I somethimes think Karen rants about MEN ranters on here too often.

CKRISGSeptember 5th 2011.

Most tenancy agreements contain a good behaviour clause but as stated early that relates to use of the property and local area. i.e. you can be evicted for anti social behaviour etc, extending this to other crimes is where it gets difficult. Would we evict the parents of a rioter when those parents are the ones who turn the little scumbag in

AnonymousSeptember 5th 2011.

Yes, Saudi Arabia is definitely a good example to copy judicial policy from. While we're at it I bet we could clear up Store Street quite quickly if we round up a couple of the prostitutes that hang round there and stone them to death.

AnonymousSeptember 5th 2011.

... and for good measure people who can't spell common words like 'steal' and 'they're' should be thoroughly beaten with a dictionary.

Carol MSeptember 5th 2011.

Agree it is a ridiculous knee-jerk reaction.
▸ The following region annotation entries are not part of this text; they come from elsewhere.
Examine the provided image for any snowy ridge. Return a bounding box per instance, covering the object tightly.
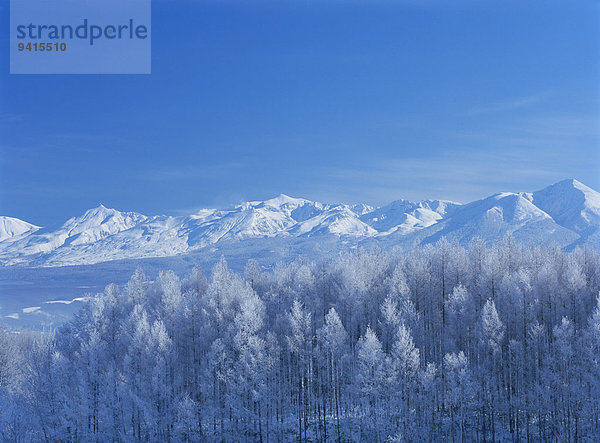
[0,179,600,266]
[0,216,40,241]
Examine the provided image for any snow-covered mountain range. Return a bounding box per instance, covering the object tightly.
[0,179,600,266]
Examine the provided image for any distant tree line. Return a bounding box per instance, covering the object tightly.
[0,237,600,442]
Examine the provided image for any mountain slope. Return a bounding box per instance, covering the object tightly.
[404,193,578,247]
[0,216,40,242]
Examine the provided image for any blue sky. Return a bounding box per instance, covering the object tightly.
[0,0,600,226]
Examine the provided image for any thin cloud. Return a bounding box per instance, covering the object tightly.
[469,92,550,115]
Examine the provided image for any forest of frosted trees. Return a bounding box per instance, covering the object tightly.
[0,238,600,442]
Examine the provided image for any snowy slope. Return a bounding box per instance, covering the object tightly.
[0,180,600,266]
[361,200,460,234]
[0,216,40,241]
[406,192,578,247]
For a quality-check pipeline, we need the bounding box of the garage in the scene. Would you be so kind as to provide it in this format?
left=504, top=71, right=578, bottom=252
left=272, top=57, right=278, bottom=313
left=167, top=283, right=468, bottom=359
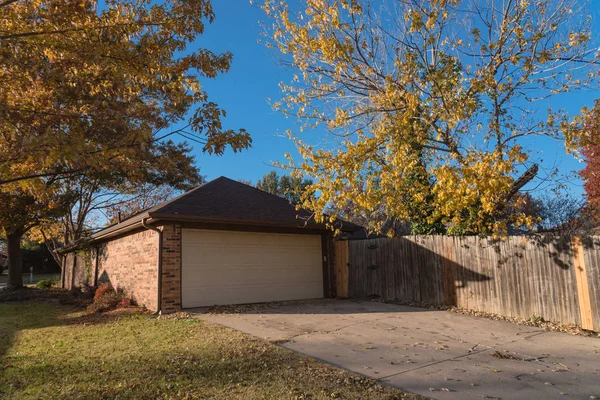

Those convicted are punished by the courts, it's not for social landlords to add further punishment. It also means that those convicted who live in social housing receive an extra punishment that those living in privately rented accommodation (or are owners) will not. Not only is the entire household going to suffer because of the stupidity of one family member but pushing people out further to the fringes of society is hardly going to help them change their behaviour.